Prior to purchasing my home in 04 I had a Honda Metropolitian.  Not to be confused with the slower Metropolitan II.
its a 50cc scooter.  with my fat a$$ on it I could hit 40 on flat ground. 
I loved it.  
I live up a pretty good hill so it would slow down to around 20.  And I looked goofy on it.
It was fun.

its like the old saying.

Mopeds and Ugly Girls.  Fun to ride until your friends see you.


----------



## wg_bent (Aug 23, 2007)

kdiman said:
			
		

> I will stick with my Harley it gets 50 mpg. And it is fuel injected with cruise and am/fm cd player.
> 
> Kelly



I'd love to know how you can hear a CD player on a Harley.
I know many people love their Harley's, but I find them to be obnoxious.  If I can't hear my car radio with the windows up and it turned up to insane volume when there's a Harley in front of me...  it's wayy to loud.  When rock climbing in the Gunks the Harley cruise up and down Rt 44 and it's dangerous to the climbers who can't hear each other.  When a Harley goes rumbling past my house on a Sunday morning and hit's the gas for no reason at all just to make it go Blat Blat Blat and wake me up... it's too loud.  
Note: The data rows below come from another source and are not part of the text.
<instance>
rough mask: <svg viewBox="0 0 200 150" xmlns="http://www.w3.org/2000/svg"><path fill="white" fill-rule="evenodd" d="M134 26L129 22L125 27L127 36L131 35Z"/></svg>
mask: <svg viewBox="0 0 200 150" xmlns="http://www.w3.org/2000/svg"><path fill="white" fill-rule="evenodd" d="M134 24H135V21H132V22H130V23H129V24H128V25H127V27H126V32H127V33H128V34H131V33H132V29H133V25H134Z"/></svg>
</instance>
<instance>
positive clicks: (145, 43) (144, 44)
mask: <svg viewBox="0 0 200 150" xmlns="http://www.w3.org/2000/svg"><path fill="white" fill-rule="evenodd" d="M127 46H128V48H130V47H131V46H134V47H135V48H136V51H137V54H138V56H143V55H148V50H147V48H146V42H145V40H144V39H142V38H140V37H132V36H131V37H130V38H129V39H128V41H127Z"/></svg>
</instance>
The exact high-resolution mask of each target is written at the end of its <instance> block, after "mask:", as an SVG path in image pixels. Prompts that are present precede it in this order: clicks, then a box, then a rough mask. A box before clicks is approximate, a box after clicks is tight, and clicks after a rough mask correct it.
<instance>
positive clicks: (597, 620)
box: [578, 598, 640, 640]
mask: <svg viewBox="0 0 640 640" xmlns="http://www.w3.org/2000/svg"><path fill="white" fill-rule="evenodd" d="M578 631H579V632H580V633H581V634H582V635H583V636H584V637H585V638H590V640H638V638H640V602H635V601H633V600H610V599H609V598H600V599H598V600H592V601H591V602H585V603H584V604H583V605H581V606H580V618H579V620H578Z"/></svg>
If my car were that loud, I'd be given a ticket.  I think those things should be made to be quieter.

o.k. o.k.  This was Ash can material Sorry Craig.


----------



## webbie (Aug 23, 2007)

Yamaha has a new C3 50cc scooter that gets about 115 miles per gallon.
4-stroke engine, fuel injection and cat converter (clean)...

They have bigger scooters also (Vino) if you want to go faster.


----------



## kdiman (Aug 24, 2007)

Warren said:
			
		

> kdiman said:
> 
> 
> 
> ...



My Harley is not that loud. I don't want it that load i can't stand to follow a really load bike.


----------



## Mike Wilson (Sep 17, 2007)

So I was up in Newport for the past 5 days, sailing in the Swan Nationals at NYYC, and they had the Newport Boat Show going on.  Saw this electric Uber-Scooter for sale from a company called Vectrix.  It can't do 70MPH, but it can do 62... and has a range of 68 miles.  They had a few of them set up on a test track in the parking lot of the Harbor Hotel...  rides great!  The only catch is that its apparently as expensive as a new Hyundai... 11 grand.  Oh, and it weighs in at about 450 pounds.

-- Mike


----------



## keyman512us (Oct 1, 2007)

...Well I guess with fuel prices being what they are more folks are going to be on the road with them. Yesterday while out with friends we came across this one scooter that was quite colorfull (somebody went a little nuts with stickers) we all couldn't help but laugh...


----------